Coronavirus: Moroccan cabinet member tests positive
Few hours after the Health Ministry announced Saturday nine new coronavirus cases, the Ministry of Transport issued a statement saying that the head of the department Abdelkader Amara has tested positive for the novel coronavirus, COVID-19.
Abdelkader Amara, the first member of the Moroccan cabinet to test positive for the novel coronavirus, had paid a working visit to Hungary March 9 to 11.
Hungary has confirmed 30 cases of the coronavirus as of Saturday evening.
On Thursday, March 12, Amara attended the weekly government cabinet meeting.
Later, after he felt some symptoms such as abnormal fatigue and a headache, he took a test for COVID-19. The test came back positive.
Amara tweeted Saturday that he was not suffering severe symptoms and was able to continue his duties.
In accordance with medical instructions, the minister will be isolated at home with his spouse and son for 14 days. He will be working from home.

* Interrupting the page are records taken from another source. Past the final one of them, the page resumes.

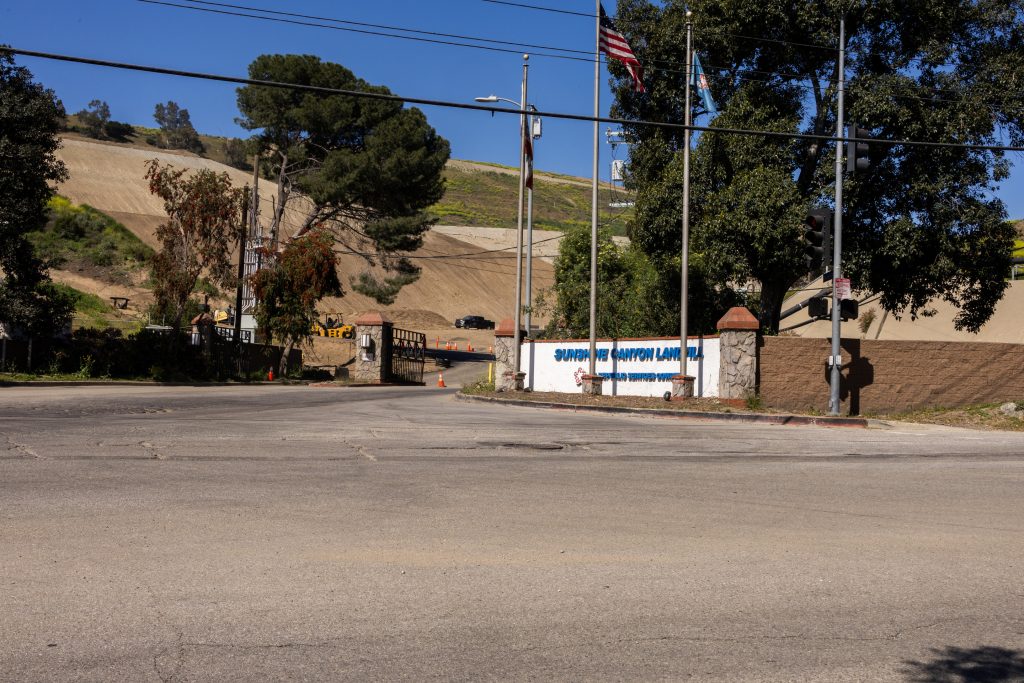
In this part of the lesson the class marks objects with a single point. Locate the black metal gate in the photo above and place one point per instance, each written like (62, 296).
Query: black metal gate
(407, 356)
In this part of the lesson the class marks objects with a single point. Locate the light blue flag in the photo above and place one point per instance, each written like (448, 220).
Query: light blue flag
(700, 81)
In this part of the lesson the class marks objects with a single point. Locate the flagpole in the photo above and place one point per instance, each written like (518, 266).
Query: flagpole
(593, 210)
(685, 267)
(518, 243)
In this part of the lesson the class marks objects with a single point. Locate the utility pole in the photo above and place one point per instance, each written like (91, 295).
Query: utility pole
(534, 135)
(684, 293)
(243, 239)
(516, 351)
(592, 367)
(836, 359)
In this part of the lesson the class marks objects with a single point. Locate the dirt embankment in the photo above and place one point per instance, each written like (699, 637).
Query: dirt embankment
(458, 278)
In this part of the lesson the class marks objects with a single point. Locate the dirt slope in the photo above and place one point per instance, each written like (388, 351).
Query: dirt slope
(1004, 327)
(457, 279)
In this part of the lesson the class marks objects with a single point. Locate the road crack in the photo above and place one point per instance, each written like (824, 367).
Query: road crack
(23, 449)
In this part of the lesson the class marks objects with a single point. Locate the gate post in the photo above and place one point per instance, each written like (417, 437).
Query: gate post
(505, 340)
(737, 375)
(373, 347)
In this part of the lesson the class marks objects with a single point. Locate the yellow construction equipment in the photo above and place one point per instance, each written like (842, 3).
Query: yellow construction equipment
(334, 328)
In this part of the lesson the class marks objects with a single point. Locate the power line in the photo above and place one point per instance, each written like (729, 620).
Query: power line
(296, 22)
(496, 110)
(381, 26)
(663, 66)
(542, 8)
(524, 5)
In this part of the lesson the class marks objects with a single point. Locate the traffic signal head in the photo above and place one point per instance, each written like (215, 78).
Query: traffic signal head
(817, 307)
(849, 309)
(857, 148)
(817, 235)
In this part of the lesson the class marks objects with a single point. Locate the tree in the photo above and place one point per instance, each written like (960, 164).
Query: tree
(920, 224)
(368, 168)
(288, 292)
(94, 118)
(237, 155)
(203, 211)
(30, 119)
(176, 131)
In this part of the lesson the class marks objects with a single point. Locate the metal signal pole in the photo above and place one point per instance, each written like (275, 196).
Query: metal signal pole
(518, 242)
(684, 293)
(836, 358)
(593, 211)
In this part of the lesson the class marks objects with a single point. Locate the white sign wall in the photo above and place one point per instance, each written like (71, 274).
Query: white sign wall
(634, 368)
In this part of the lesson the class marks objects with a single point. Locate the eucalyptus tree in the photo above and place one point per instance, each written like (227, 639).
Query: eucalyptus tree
(368, 168)
(921, 223)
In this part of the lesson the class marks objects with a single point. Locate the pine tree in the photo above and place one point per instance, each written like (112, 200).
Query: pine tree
(30, 119)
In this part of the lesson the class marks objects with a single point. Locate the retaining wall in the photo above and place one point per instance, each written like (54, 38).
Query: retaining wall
(889, 376)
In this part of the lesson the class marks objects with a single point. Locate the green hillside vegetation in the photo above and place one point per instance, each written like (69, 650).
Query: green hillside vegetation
(483, 199)
(486, 199)
(80, 238)
(90, 310)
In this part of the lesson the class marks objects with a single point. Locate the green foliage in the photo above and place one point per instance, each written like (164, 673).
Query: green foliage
(90, 310)
(359, 162)
(176, 131)
(488, 199)
(237, 154)
(304, 272)
(30, 119)
(632, 292)
(81, 237)
(920, 224)
(94, 118)
(203, 213)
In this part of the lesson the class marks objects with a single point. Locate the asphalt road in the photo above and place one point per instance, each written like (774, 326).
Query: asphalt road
(179, 534)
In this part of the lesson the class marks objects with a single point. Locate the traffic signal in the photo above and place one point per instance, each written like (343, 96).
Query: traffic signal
(817, 235)
(857, 148)
(817, 307)
(849, 309)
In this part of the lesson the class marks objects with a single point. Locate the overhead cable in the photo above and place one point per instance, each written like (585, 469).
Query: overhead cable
(496, 110)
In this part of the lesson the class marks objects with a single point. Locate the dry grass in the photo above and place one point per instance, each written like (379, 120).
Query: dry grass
(986, 417)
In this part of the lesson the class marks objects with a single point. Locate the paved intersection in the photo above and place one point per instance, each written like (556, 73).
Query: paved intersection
(297, 532)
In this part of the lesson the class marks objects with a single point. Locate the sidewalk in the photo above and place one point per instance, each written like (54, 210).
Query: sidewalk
(738, 416)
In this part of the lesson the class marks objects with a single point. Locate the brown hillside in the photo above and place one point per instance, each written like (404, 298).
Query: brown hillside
(457, 279)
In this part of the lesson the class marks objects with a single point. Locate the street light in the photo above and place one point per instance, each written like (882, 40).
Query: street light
(535, 133)
(523, 132)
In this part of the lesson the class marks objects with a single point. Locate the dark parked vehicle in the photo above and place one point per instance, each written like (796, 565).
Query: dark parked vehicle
(474, 322)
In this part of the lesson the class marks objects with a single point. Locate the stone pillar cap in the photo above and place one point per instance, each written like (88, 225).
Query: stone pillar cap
(372, 317)
(506, 328)
(738, 317)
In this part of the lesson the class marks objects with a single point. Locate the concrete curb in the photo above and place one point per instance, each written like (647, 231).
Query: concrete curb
(67, 383)
(802, 420)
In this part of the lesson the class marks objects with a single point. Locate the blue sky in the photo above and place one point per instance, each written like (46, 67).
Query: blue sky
(135, 32)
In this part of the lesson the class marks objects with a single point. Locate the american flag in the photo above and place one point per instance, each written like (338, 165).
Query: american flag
(615, 46)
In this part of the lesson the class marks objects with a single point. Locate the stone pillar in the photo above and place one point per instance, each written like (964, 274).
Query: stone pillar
(682, 386)
(370, 360)
(506, 379)
(737, 376)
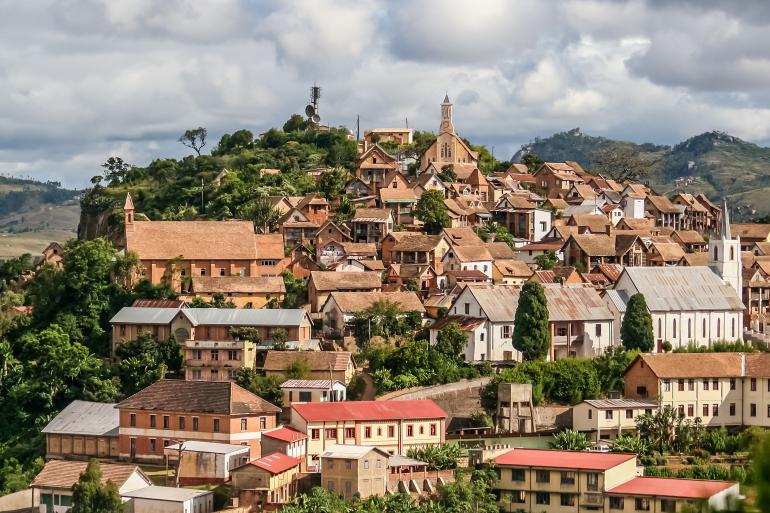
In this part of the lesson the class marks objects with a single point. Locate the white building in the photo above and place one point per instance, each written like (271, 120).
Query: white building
(580, 322)
(687, 304)
(166, 499)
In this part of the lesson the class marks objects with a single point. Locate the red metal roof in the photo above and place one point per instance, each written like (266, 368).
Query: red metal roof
(563, 459)
(276, 463)
(370, 410)
(285, 434)
(670, 487)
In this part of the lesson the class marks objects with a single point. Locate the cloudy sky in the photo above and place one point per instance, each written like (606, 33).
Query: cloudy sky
(81, 80)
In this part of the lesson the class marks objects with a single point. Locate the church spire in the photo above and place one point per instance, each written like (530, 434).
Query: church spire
(725, 221)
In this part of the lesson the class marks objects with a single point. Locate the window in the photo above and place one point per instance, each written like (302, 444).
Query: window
(643, 503)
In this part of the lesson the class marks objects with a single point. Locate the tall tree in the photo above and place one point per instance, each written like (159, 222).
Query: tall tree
(89, 495)
(530, 330)
(636, 330)
(432, 211)
(194, 138)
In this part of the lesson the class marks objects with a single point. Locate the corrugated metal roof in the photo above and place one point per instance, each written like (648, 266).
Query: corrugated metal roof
(144, 315)
(675, 289)
(611, 404)
(86, 418)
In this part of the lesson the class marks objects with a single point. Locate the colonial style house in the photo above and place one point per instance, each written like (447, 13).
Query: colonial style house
(574, 481)
(323, 283)
(579, 321)
(722, 389)
(172, 411)
(687, 304)
(449, 148)
(392, 426)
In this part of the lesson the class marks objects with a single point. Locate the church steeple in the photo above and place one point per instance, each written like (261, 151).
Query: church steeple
(446, 116)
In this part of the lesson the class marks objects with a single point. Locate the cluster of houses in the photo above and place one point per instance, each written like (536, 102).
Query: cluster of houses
(610, 240)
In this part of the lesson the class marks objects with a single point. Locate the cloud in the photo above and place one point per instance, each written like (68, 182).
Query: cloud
(86, 79)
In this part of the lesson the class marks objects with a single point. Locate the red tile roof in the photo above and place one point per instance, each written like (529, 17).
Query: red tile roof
(562, 459)
(369, 410)
(285, 434)
(275, 463)
(669, 487)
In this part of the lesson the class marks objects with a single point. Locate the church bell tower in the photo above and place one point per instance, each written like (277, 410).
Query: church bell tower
(725, 254)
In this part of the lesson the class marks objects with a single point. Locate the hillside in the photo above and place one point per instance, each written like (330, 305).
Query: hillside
(714, 163)
(32, 214)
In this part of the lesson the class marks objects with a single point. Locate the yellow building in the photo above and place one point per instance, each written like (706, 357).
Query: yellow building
(267, 481)
(572, 481)
(393, 426)
(350, 470)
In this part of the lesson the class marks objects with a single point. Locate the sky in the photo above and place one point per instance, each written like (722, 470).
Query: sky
(82, 80)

With the Minister’s infection, the number of cases recorded in the country since March 2 amounts to 18.
According to the Health Ministry’s tally announced before Amara’s case, 11 of those infected with the virus are Moroccan while six are French. They include 10 men and 7 women.
The average age of the infected persons is 51 years, with a baby of 9 months as the youngest case and an 89-year-old lady as the oldest, The oldest woman passed away on March 10.
All the persons who tested positive to the virus in Morocco came from abroad. Actually, eight of the nine new cases reported Saturday are Moroccan expatriates living in Spain (4 cases), Italy (3 cases) and France (1 case), who arrived in Morocco between February 24 and March 12. The ninth case, a Moroccan woman, was infected by her husband who lives abroad.
Morocco took several precautionary measures to prevent further spread of the virus, suspending flights to and out of the country with a number of countries in Europe, the Middle East, Africa, as well as Canada and Brazil. All passenger ship traffic was also suspended.
Morocco has also cancelled several trade, cultural, and sporting events as well as religious festivals (Moussems) and decided to close schools and universities starting from Monday March 16.